Time and Date: 12:00 PM - 1:00 PM, Monday, October 9, 2023
Speaker: Dr. Debdeep Pati, Department of Statistics, Texas A&M University
Location: PGH 646A
Title: Reconciling Computational Barriers & Statistical Guarantees in Variational Inference
Abstract: As a computational alternative to Markov chain Monte Carlo approaches, variational inference (VI) is becoming increasingly popular for approximating intractable posterior distributions in large-scale Bayesian models due to its comparable efficacy and superior efficiency. Several recent works provide theoretical justifications of VI by proving its statistical optimality for parameter estimation under various settings; meanwhile, formal analysis on the algorithmic convergence aspects of VI is still largely lacking. Furthermore, there is no systematic study of the statistical properties of the algorithmic solution. In this talk, we show how the choice of variational family is critical to good statistical performance of the algorithmic solution through a number of case studies. We will discuss some recent advances towards studying convergence of the popular coordinate ascent variational inference algorithm. We will present both positive and negative results, which serve as a useful cautionary note to the applied practitioners of variational inference.

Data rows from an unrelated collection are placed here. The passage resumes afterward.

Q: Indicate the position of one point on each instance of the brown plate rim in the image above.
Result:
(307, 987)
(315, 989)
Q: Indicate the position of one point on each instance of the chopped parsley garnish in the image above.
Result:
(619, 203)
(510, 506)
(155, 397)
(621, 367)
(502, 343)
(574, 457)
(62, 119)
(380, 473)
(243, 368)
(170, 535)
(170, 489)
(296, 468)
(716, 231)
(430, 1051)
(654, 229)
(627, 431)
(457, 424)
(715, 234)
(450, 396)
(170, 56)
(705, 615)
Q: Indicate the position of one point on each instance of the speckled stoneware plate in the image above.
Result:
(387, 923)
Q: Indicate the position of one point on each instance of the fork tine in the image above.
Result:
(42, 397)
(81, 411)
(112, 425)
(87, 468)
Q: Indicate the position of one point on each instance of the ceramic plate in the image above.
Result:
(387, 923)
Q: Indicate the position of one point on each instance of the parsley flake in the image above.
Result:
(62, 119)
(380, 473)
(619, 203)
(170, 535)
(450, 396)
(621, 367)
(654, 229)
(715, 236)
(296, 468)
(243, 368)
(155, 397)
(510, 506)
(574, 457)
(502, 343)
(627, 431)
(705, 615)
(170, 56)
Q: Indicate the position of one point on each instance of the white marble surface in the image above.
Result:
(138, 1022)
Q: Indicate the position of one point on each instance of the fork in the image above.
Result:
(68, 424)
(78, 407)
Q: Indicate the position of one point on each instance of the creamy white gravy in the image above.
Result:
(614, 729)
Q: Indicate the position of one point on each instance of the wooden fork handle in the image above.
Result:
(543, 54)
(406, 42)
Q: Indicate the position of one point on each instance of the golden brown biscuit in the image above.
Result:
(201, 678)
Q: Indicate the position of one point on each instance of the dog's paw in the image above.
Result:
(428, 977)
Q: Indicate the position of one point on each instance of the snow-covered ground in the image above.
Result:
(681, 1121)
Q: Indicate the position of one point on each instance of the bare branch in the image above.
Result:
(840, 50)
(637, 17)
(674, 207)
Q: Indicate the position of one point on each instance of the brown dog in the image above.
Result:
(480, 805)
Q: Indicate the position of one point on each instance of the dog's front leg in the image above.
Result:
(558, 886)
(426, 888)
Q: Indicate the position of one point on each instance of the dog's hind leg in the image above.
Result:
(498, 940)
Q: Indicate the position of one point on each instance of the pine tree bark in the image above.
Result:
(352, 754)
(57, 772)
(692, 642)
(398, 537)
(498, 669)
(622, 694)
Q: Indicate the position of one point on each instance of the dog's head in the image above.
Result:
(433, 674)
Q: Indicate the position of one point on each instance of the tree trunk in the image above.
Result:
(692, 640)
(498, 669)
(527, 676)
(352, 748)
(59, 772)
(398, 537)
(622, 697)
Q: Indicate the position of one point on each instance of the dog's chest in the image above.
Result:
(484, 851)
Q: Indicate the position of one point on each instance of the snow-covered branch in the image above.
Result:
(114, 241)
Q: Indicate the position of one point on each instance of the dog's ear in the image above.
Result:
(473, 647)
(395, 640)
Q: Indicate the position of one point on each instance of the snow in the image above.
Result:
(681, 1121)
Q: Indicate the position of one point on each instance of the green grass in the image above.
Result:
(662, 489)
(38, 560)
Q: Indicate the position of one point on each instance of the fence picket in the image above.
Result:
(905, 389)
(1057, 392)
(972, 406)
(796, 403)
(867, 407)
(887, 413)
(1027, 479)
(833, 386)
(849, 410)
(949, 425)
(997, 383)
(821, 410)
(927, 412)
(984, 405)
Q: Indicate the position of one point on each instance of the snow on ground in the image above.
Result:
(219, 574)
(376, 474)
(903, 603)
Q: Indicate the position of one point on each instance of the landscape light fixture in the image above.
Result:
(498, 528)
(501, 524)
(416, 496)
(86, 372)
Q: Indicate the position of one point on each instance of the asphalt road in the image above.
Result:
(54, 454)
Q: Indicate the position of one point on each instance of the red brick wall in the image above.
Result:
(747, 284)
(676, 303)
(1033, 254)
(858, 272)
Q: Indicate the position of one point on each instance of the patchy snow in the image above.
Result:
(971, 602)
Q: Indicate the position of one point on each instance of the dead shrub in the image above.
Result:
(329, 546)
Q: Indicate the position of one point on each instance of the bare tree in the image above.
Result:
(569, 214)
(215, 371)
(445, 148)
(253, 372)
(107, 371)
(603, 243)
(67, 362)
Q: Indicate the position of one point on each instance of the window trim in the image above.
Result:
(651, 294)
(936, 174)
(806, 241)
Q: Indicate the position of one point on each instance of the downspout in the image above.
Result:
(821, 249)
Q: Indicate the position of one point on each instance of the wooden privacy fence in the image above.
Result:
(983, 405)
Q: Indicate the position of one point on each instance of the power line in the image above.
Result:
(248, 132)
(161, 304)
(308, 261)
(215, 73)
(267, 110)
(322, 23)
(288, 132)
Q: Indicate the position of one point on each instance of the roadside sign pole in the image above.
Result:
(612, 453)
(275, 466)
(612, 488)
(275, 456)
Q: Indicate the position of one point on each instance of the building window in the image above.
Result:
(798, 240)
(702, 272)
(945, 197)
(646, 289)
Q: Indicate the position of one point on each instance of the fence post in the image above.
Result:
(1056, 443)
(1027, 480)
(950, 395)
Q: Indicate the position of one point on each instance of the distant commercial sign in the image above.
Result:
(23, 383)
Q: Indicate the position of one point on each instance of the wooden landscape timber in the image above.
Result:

Time and Date: 12:00 PM - 1:00 PM, Monday, November 6, 2023
Speaker: Dr. Xia "Ben" Hu, Department of Computer Science, Rice University
Location: PGH 646A
Title: ChatGPT in Action: An Experimental Investigation of Its Effectiveness in NLP Tasks
Abstract: The recent progress in large language models has resulted in highly effective models like OpenAI's ChatGPT that have demonstrated exceptional performance in various tasks, including question answering, essay writing, and code generation. This presentation will cover the evolution of LLMs from BERT to ChatGPT and showcase their use cases. Although LLMs are useful for many NLP tasks, one significant concern is the inadvertent disclosure of sensitive information, especially in the healthcare industry, where patient privacy is crucial. To address this concern, we developed a novel framework that generates high-quality synthetic data using ChatGPT and fine-tunes a local offline model for downstream tasks. The use of synthetic data improved the performance of downstream tasks, reduced the time and resources required for data collection and labeling, and addressed privacy concerns. Finally, we will discuss the regulation of LLMs, which has raised concerns about cheating in education. We will introduce our recent survey on LLM-generated text detection and discuss the opportunities and challenges it presents.